In the case of an internal tear in the aorta, the blood burrows its way between the inner two wall layers and the outer wall layer of the aorta and thus forms an additional (false) clearing within the aorta. The patient usually feels a sharp pain between the shoulder blades or in the area of the sternum, which travels downwards along the spine. The main danger of aortic dissection is that it can lead to insufficient blood flow to organs (brain, heart, liver, kidneys) or limbs because important branches of the aorta are displaced or constricted by the floating inner membrane. Occasionally, the pressure on the outer layer can be so great that it tears, causing severe bleeding. The patient then finds himself or herself in a life-threatening situation within a very short space of time.

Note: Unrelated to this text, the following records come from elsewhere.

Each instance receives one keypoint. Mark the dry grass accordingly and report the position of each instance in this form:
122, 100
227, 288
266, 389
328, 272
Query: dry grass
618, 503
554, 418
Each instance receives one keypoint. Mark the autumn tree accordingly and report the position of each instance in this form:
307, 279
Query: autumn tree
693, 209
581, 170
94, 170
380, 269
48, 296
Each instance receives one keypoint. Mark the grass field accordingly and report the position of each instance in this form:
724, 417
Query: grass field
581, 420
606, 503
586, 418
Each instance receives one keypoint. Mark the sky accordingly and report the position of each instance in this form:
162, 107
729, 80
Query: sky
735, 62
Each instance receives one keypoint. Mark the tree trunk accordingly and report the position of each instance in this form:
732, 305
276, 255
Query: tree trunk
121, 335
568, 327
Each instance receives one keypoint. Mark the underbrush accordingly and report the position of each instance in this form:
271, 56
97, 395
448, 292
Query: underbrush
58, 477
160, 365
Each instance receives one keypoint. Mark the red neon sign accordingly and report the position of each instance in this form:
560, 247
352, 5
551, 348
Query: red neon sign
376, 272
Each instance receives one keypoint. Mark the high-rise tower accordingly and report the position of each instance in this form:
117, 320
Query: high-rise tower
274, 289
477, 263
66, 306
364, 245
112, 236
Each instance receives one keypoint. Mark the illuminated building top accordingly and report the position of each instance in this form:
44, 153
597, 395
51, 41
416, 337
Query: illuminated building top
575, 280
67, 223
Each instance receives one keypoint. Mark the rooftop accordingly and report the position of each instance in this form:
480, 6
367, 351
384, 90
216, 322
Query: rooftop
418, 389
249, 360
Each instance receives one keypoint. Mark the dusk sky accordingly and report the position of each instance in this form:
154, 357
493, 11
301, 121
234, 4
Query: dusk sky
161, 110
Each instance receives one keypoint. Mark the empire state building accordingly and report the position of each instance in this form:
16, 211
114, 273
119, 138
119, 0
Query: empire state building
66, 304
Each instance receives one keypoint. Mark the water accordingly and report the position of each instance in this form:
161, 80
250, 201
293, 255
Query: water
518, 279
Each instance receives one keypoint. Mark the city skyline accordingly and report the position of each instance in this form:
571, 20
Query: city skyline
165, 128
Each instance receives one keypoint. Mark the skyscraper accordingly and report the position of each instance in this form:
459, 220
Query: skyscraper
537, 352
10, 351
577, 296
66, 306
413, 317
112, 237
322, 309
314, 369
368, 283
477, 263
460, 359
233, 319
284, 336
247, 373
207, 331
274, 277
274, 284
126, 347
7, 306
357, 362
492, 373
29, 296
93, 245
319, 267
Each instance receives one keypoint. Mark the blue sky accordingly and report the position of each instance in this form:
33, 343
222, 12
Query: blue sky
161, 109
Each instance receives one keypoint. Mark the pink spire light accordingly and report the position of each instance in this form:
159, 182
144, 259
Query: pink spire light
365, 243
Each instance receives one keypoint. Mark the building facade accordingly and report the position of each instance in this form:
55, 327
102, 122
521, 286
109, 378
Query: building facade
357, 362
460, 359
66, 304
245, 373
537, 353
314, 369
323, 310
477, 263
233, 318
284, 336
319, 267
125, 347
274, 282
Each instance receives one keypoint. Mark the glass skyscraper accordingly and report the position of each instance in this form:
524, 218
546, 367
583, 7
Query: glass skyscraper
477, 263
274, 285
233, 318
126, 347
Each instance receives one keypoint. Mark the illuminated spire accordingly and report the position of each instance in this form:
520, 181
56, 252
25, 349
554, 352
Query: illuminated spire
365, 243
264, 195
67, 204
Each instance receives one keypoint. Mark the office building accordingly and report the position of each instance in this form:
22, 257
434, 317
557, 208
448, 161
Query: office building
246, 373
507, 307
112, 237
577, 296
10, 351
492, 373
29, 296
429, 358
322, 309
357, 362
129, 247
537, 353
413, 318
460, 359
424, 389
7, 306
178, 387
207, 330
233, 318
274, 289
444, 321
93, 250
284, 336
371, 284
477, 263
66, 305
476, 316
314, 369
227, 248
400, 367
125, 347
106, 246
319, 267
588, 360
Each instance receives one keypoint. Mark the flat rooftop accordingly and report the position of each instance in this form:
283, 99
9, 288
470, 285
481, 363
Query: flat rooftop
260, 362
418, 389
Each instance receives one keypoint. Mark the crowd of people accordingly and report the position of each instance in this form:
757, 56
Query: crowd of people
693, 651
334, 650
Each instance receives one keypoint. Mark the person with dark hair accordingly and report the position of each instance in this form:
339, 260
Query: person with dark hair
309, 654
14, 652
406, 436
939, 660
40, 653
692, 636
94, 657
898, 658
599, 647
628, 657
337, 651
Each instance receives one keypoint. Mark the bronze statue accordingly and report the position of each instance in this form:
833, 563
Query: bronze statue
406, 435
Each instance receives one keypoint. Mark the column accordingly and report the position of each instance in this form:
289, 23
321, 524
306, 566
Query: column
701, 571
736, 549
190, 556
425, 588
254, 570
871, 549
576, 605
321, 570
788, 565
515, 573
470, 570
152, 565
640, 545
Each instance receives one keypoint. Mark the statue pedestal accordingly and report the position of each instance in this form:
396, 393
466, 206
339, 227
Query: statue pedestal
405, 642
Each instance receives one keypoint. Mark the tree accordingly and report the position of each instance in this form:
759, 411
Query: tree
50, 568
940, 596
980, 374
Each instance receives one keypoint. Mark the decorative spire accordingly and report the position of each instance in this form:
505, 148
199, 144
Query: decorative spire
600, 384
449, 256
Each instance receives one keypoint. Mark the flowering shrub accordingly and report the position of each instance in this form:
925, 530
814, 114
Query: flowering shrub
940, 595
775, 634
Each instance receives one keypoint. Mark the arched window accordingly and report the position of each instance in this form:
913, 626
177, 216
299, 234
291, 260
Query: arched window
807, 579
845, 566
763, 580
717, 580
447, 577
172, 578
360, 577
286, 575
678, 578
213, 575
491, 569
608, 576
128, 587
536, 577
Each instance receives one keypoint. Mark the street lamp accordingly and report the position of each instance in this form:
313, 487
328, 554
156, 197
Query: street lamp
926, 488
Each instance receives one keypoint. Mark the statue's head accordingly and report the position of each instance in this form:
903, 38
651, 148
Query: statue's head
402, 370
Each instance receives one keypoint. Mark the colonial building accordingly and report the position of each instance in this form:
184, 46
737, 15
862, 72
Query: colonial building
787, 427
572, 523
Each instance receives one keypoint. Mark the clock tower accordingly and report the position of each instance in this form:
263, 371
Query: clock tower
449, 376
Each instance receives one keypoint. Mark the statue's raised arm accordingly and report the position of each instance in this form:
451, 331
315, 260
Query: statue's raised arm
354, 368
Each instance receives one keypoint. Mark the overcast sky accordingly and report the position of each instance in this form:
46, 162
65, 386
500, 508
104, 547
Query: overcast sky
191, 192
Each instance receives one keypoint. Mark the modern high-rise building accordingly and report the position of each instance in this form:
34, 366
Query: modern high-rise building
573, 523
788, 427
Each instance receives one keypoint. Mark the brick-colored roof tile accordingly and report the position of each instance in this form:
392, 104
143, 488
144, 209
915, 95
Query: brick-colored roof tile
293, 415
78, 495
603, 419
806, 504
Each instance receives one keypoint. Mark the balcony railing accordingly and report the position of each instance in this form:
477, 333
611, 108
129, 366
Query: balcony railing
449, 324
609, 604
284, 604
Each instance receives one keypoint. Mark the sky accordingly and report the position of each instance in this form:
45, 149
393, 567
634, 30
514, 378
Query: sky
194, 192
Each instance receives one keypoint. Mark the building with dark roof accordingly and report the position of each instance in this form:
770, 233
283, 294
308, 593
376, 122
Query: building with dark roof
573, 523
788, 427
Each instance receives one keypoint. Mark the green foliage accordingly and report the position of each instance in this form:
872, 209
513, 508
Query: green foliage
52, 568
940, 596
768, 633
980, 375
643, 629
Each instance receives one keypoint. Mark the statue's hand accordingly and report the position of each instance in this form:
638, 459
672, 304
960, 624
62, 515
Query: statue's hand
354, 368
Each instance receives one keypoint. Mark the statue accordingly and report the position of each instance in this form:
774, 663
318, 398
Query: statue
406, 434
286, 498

Replacement of the ascending aorta with a valve and vascular prosthesis with re-implantation of the coronary vessels.
Acute dissection of the ascending aorta is practically always treated in an emergency and the diseased aortic segment is replaced with a vascular prosthesis. Dissections that primarily affect the descending aorta or, much more rarely, the abdominal aorta are initially treated conservatively, i.e. by lowering the blood pressure with medication and painkillers. Insufficient blood flow to the abdominal organs or legs can often be improved by inserting a stented vascular prosthesis via an inguinal access.
Regardless of the type of treatment, patients must be monitored for the rest of their lives after an aortic dissection, as the wall layers of the aorta remain weakened after the tear. The diameter of the aorta can continue to grow slowly as a result.